Experian has significant international exposure. Experian is the most profitable in both the North American and international markets. Equifax looks to have margin expansion opportunities in international markets. TransUnion appears to have the highest growth potential of the three.

Competitive positions

Experian and Equifax are leaders in North America. TransUnion is the smallest.

Financial performance

While Equifax and TranUnion both had material revenue growth in the last several years, Experian seemed stalled in revenue growth.

Equifax and Experian show similar operating margins and ROIC, while TransUnion has significant room to move up.

All three companies have substantial debt, with TransUnion materially more relative to its size. The high debt level concerns us somewhat. But the business has stable recurring revenue and strong capability to generate free cash flow, which is typically materially higher than net income. As a result, TransUnion, a previous leveraged buyout, is paying down its debt  quickly.


Equifax used to have a premium over the two peers. Not any more.

Currently both Experian and TransUnion are priced at about 20x forward earnings. Equifax is at a discount of 14x. It was priced much higher before the breach because of better growth and better free cash flow generation. Of course the breach created uncertainty on Equifax’s future earnings and liabilities.

Among the three, at the current stage, TransUnion looks the most attractive if one feels comfortable with its high leverage. It is small, growing revenue, expanding margins and deleveraging.

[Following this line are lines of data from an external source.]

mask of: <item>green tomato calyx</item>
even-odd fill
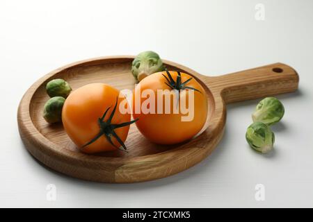
[[[118,98],[116,98],[115,105],[114,105],[114,108],[113,108],[112,112],[111,113],[109,119],[106,119],[106,121],[104,121],[104,118],[105,118],[109,110],[110,110],[111,106],[106,109],[106,110],[104,112],[102,117],[101,118],[98,119],[98,123],[99,123],[99,126],[100,128],[100,131],[99,132],[99,133],[93,139],[91,139],[90,142],[88,142],[85,145],[83,145],[82,146],[82,148],[84,148],[84,147],[91,144],[92,143],[95,142],[97,139],[98,139],[99,137],[101,137],[102,135],[104,135],[106,137],[106,139],[108,140],[108,142],[112,146],[115,147],[116,148],[119,148],[119,147],[116,146],[113,143],[112,137],[115,138],[116,140],[119,142],[119,144],[122,146],[122,148],[124,148],[124,150],[122,150],[122,151],[127,150],[125,144],[124,144],[122,140],[120,138],[120,137],[118,137],[118,135],[116,134],[116,133],[114,131],[114,130],[116,128],[118,128],[129,126],[129,125],[136,122],[136,121],[138,121],[138,119],[130,121],[129,122],[125,122],[125,123],[119,123],[119,124],[112,123],[111,121],[112,121],[112,119],[115,112],[117,105],[118,105]]]

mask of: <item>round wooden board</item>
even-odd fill
[[[134,58],[106,57],[76,62],[35,83],[22,99],[17,114],[21,137],[31,155],[57,171],[88,180],[134,182],[164,178],[195,165],[211,153],[223,136],[226,103],[292,92],[298,87],[296,73],[280,63],[208,77],[163,60],[168,69],[193,76],[206,90],[209,115],[199,135],[180,144],[157,145],[143,137],[133,124],[125,142],[128,153],[115,151],[86,155],[79,152],[61,123],[49,125],[42,117],[44,104],[49,99],[45,92],[47,83],[61,78],[73,89],[92,83],[104,83],[119,89],[133,89],[135,80],[131,64]],[[273,67],[283,68],[284,75],[273,73]]]

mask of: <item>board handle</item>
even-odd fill
[[[298,89],[299,76],[291,67],[274,63],[205,80],[212,91],[218,91],[226,103],[255,99]]]

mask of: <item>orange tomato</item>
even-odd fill
[[[158,98],[160,89],[163,93]],[[154,96],[151,96],[152,92]],[[168,96],[170,100],[166,101]],[[188,114],[179,108],[184,101],[190,112]],[[152,101],[154,105],[152,105]],[[178,108],[177,113],[174,111],[175,106]],[[170,113],[168,110],[166,112],[166,107],[170,108]],[[148,113],[143,110],[145,108],[150,109]],[[161,144],[177,144],[192,138],[203,128],[207,116],[203,87],[190,75],[177,71],[158,72],[142,80],[134,89],[132,109],[134,117],[138,119],[136,125],[141,133],[150,141]],[[188,114],[190,119],[183,120],[182,117]]]
[[[129,125],[134,121],[129,122],[129,112],[120,112],[121,103],[125,110],[129,108],[126,99],[119,97],[119,90],[108,85],[93,83],[73,91],[66,99],[62,111],[63,126],[70,138],[83,153],[125,147]],[[111,122],[108,123],[110,118]]]

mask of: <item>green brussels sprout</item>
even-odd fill
[[[63,79],[56,78],[47,83],[46,90],[50,97],[62,96],[67,98],[71,92],[72,88]]]
[[[252,148],[266,153],[273,148],[275,135],[266,124],[255,122],[248,128],[246,139]]]
[[[62,108],[65,99],[62,96],[51,98],[45,104],[43,117],[49,123],[62,121]]]
[[[164,70],[162,60],[157,53],[152,51],[139,53],[131,64],[131,73],[138,81],[149,75]]]
[[[271,126],[282,119],[284,114],[284,108],[282,103],[276,98],[267,97],[257,104],[252,117],[255,122]]]

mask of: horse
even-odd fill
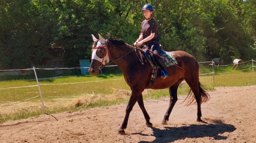
[[[136,55],[136,52],[133,50],[135,48],[134,46],[125,43],[122,40],[114,39],[112,38],[104,39],[100,35],[98,35],[99,40],[92,35],[94,43],[92,45],[92,60],[89,72],[94,76],[98,75],[102,66],[111,60],[122,70],[124,79],[132,91],[126,108],[124,119],[118,131],[121,134],[125,134],[124,129],[127,127],[130,113],[136,102],[144,115],[146,125],[148,127],[152,127],[152,124],[150,122],[150,116],[144,106],[142,93],[150,82],[153,68],[145,60],[143,54],[142,64]],[[166,88],[169,89],[169,105],[161,124],[167,124],[167,121],[169,120],[170,112],[178,100],[178,88],[183,80],[185,80],[190,88],[184,101],[187,100],[186,105],[197,104],[197,121],[204,123],[201,119],[201,104],[208,101],[210,96],[202,88],[199,81],[198,63],[191,55],[184,51],[172,51],[170,53],[174,55],[179,66],[167,67],[170,77],[165,79],[161,78],[161,69],[158,69],[157,79],[154,85],[150,88],[154,90]]]

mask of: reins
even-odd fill
[[[97,49],[97,48],[105,48],[106,49],[106,50],[105,50],[105,53],[104,53],[104,57],[103,58],[103,61],[102,61],[102,62],[101,63],[101,65],[99,66],[99,69],[100,70],[101,70],[102,68],[103,68],[104,67],[105,67],[107,65],[110,65],[110,64],[112,63],[114,63],[114,62],[118,60],[118,59],[120,59],[120,58],[122,58],[122,57],[126,55],[127,54],[128,54],[129,53],[130,53],[130,52],[131,52],[132,51],[133,51],[133,50],[134,50],[135,49],[138,49],[138,47],[135,47],[134,48],[133,48],[132,50],[131,50],[131,51],[130,51],[129,52],[128,52],[127,53],[124,54],[124,55],[121,55],[119,58],[117,58],[117,59],[113,61],[112,62],[109,63],[108,63],[106,64],[106,65],[103,65],[103,62],[104,62],[104,58],[105,58],[105,54],[106,54],[106,51],[108,50],[108,52],[109,53],[109,54],[110,55],[110,58],[111,59],[111,56],[110,55],[110,52],[109,52],[109,50],[108,49],[108,46],[106,45],[106,43],[105,44],[105,46],[100,46],[100,47],[96,47],[96,48],[93,48],[93,49]]]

Equifax could become a play when the dust settles. We do not worry too much about the fines to be paid. In previous breaches, the fines to the companies have been very bearable. Although part of the reason is management’s negligence and unsatisfactory responses to the breach, we think that the fine to the company also would be bearable, likely below $500 million. Up to now Equifax has lost almost $6 billion market cap. Therefore the fine is not a real concern to us. What is more worrisome is how big its business will be in the future. Until we are confident enough to do some guesswork, it is prudent to wait.

Disclosure: we do not own Equifax shares.